3-D render of the actin cytoskeleton
  • Tethers that anchor and retain a population of higher functioning mitochondria in daughter cells

  • Tethers that anchor and retain a population of higher functioning mitochondria in mother cells

  • mito tethers
    Mitochondrial Tethers
  • The role of  the cell polarity machinery in region-specific anchorage of fitter mitochondria in mother and daughter cells
  • New mechanisms for mitochondrial proteastasis
  • Role for lipid droplets and autophagy in relieving lipid imbalance and ER stress in response to lipid stress

    The UPR (unfolded protein response) and one of its targets, ERAD (ER-associated protein degradation), are well-established mechanisms responding to ER stress (accumulation of unfolded proteins in the ER). In­deed, the UPR and ERAD play key roles in the immune response, brain development, learning and memory, and defects in these pro­cesses have been linked to diabetes, cancer and neurodegenerative diseases. We identified a novel pathway for ER quality control that relies on lipid droplets (LDs), organelles that contain a core of neutral lipids surrounded by a protein-containing phospholipid monolayer.

    lipid droplets
    Excess PL are removed from the ER by lipid droplets. Ubiquitinated proteins are also removed from the organelle by LD, and targeted for degradation by lipid droplet autophagy, where LDs and their associated damaged ER proteins are taken up by the vacuole in a process that resembles microautophagy.

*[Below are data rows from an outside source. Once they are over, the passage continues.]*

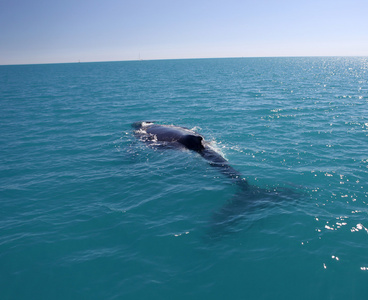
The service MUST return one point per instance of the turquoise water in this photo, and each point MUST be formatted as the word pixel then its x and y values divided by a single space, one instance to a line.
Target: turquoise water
pixel 89 212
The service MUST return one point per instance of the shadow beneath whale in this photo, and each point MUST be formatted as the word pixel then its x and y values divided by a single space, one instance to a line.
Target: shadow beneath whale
pixel 243 203
pixel 250 203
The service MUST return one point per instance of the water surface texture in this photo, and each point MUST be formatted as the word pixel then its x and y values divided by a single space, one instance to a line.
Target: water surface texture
pixel 87 211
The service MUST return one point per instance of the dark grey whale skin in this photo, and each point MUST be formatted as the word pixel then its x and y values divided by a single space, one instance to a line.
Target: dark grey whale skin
pixel 173 136
pixel 248 198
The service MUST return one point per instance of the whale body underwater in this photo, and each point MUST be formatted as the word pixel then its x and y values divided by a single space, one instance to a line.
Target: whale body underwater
pixel 171 136
pixel 248 197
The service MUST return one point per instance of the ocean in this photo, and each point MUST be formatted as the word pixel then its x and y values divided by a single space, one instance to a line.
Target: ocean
pixel 88 211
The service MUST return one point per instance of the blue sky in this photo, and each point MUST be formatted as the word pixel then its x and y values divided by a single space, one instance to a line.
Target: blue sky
pixel 47 31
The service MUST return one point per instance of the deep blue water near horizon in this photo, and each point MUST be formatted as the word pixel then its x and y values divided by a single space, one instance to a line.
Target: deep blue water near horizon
pixel 89 212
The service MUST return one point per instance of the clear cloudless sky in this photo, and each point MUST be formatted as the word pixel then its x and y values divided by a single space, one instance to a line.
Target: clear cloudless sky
pixel 48 31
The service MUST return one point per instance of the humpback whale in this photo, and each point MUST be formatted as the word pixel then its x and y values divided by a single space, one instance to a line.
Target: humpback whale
pixel 174 136
pixel 247 197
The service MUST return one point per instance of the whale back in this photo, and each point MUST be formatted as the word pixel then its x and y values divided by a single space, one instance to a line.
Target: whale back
pixel 192 142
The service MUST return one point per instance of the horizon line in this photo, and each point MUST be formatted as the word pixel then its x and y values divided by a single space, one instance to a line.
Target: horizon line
pixel 183 58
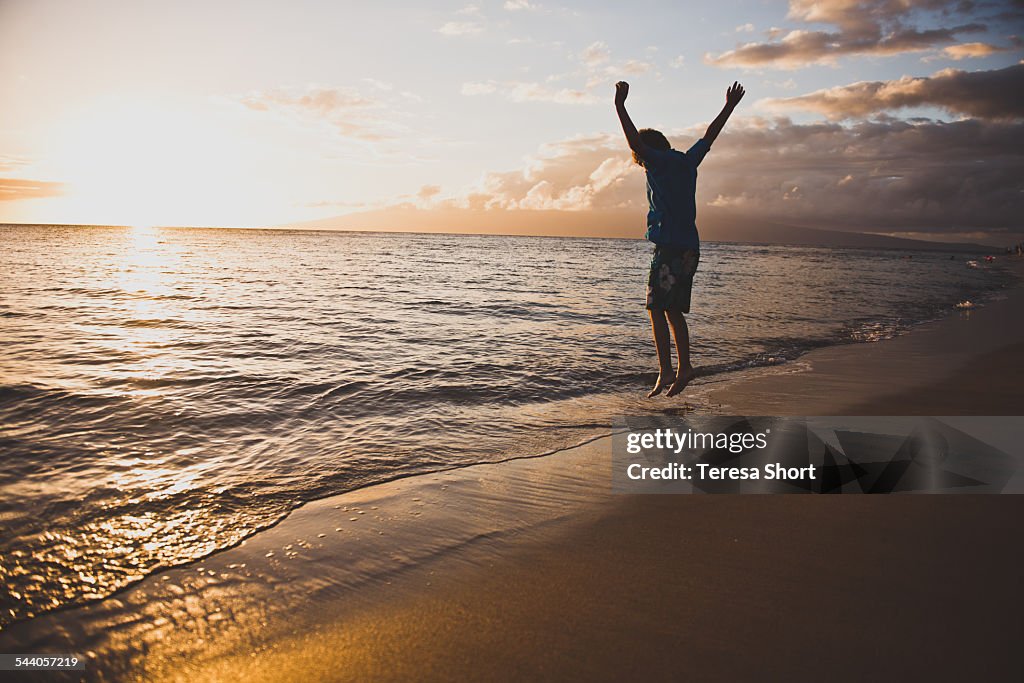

    This pathway was initially identified in yeast undergoing acute lipid stress associated with defects in phosphatidylcholine (PC) biosynthesis. However, our preliminary evidence indicates that the pathway is also active in a mouse model for a congenital muscular dystrophy that is associate with defects in PC synthesis. In this pathway, ubiquitinated, presumably unfolded ER proteins are extracted from ER by LDs that form at and bud from the ER. LDs and their associated unfolded proteins are then degraded by autophagy. Interestingly, LD autophagy observed under these conditions does not occur by macroautophagy or require a core autophagy gene. Rather, LDs are degraded by a process that resembles microlipophagy, i.e. association of LDs with invaginations in the vacuolar membrane and direct uptake of LDs into the vacuole.

    In all species studied, proteins associated with protein degradation and protein folding have been identified in LDs. Thus, it is possible that LD-mediated ER proteostasis is conserved in other eukaryotes. However, the mechanism underlying LD function in ER proteostasis is not well understood. Ongoing studies focus on the mechanism underlying microlipophagy in yeast and mouse disease models undergoing lipid stress, the consequence of defects in those processes, and whether interventions that promote ER quality control may serve as a foundation for treatment of lipid stress diseases.